Monday 4 August 2014

Dirty Rectangle System Pt 4

In the past week I've been working on the last two tasks for dirty rects:
The first one was implementing a system that allowed to clip a draw call and only render a portion of what's supposed to be drawn, I implemented this in three different ways, based on the type of the draw call:

Blitting draw calls were implemented with a scissor rectangle logic inside the blitting module: this allows the clipping to be very fast as the clipped parts are skipped completely.

Rasterization draw calls are implemented in a different way: this time the scissor rectangle function is implemented on a pixel level, which means that every pixel is checked to be within the scissor rect before being written to the color buffer: this allows the dirty rects system to ignore everything that is outside the dirty region and thus manages to not cover regions that shouldn't be touched that frame.

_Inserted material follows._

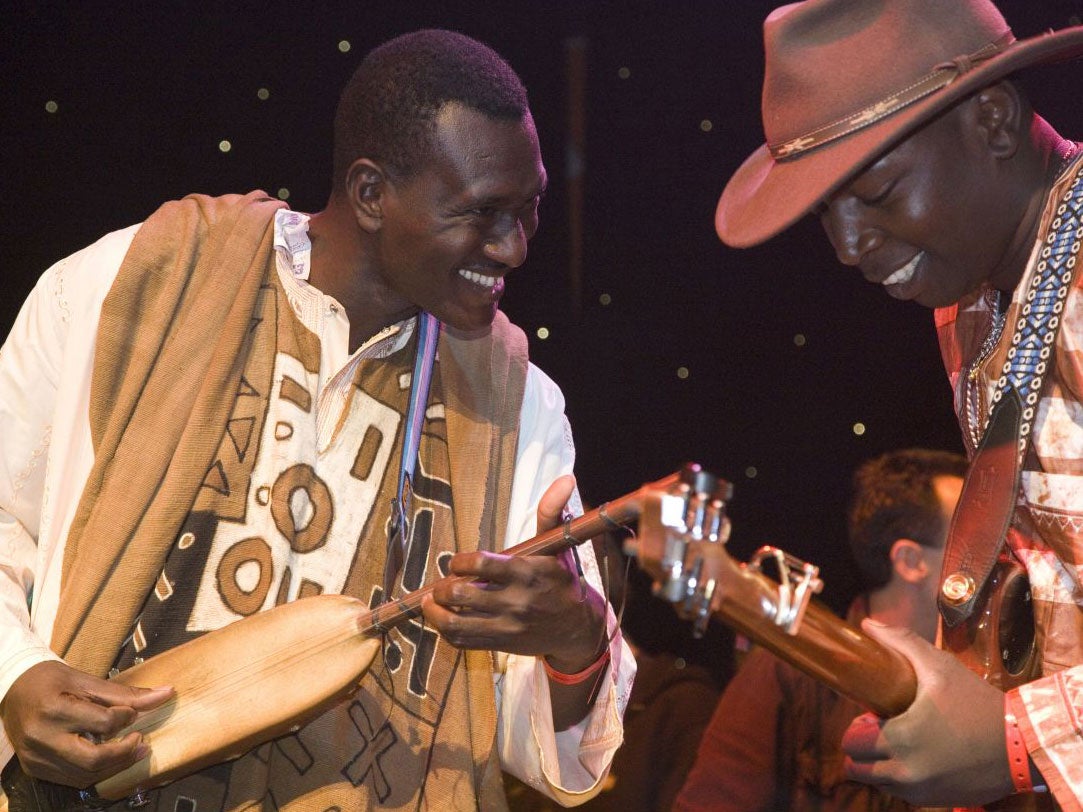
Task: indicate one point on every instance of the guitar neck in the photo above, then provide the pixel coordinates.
(610, 515)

Clear buffers draw calls are clipped with a special function inside FrameBuffer that only clears a region of the screen instead of clearing everything.

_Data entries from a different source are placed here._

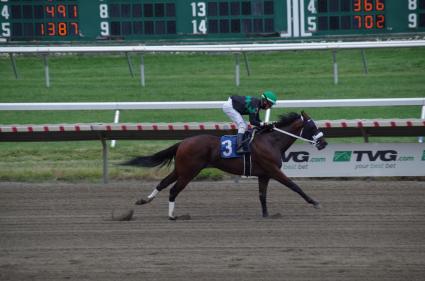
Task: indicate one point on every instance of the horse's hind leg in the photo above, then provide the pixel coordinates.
(172, 177)
(280, 177)
(174, 192)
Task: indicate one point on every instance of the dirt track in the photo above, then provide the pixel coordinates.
(366, 230)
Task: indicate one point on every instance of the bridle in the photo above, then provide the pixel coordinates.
(315, 137)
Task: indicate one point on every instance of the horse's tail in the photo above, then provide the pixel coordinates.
(163, 157)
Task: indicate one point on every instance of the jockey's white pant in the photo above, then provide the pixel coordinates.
(235, 116)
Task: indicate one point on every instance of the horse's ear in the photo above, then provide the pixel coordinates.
(305, 115)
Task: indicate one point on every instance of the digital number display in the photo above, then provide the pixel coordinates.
(208, 20)
(352, 17)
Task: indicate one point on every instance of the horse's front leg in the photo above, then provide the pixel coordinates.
(283, 179)
(262, 188)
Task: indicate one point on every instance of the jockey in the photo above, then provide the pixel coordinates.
(236, 106)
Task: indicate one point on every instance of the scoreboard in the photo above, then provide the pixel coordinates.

This covers the implementation of the first sub task: the second one was to detect which regions of the screen changed and output a list of rectangles that need to be updated.

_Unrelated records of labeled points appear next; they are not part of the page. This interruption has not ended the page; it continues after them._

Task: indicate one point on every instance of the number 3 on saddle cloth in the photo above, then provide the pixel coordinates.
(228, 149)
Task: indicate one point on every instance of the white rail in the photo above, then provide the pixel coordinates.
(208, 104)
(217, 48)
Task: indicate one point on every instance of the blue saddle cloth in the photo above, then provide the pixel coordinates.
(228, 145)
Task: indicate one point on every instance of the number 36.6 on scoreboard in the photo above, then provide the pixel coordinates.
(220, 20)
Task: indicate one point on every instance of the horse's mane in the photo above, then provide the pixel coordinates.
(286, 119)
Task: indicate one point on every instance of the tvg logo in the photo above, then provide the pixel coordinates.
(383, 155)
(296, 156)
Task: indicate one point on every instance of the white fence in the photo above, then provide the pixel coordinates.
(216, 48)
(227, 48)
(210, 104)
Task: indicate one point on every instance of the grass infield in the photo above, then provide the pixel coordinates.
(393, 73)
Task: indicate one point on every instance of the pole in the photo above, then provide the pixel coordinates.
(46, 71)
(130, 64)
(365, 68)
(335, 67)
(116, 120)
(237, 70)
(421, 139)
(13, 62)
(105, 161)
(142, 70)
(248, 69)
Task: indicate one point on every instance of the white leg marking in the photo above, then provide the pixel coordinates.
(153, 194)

This task was implemented by keeping a copy of the previous frame draw calls and comparing the current frame draw calls with the previous one: this comparison tries to find the first difference between the two lists and then marks as dirty every rectangle that is covered by subsequent draw calls.
Once this list is obtained with this method I also use a simple merging algorithm to avoid re-rendering of the same region with overlapping rectangles and also to reduce the number of draw calls.

What happens after I have this information can be described with the following pseudocode:

foreach (drawCall in currentFrame.drawCalls) {
    foreach (dirtyRegion in currentFrame.dirtyRegions) {
        if (drawCall.dirtyRegion.intersects(dirtyRegion)) {
           drawCall.execute(dirtyRegion);
        }
    }
}

There's only one problem with this implementation: I have found that EMI intro sequence is not detected properly and causes some glitches whereas everything else works fine.

From what I've seen though this method isn't helping the overall engine performance by much: as most of the time is spent in 3D rasterization this system doesn't cope well with animated models that change very frequently and fails to be effective.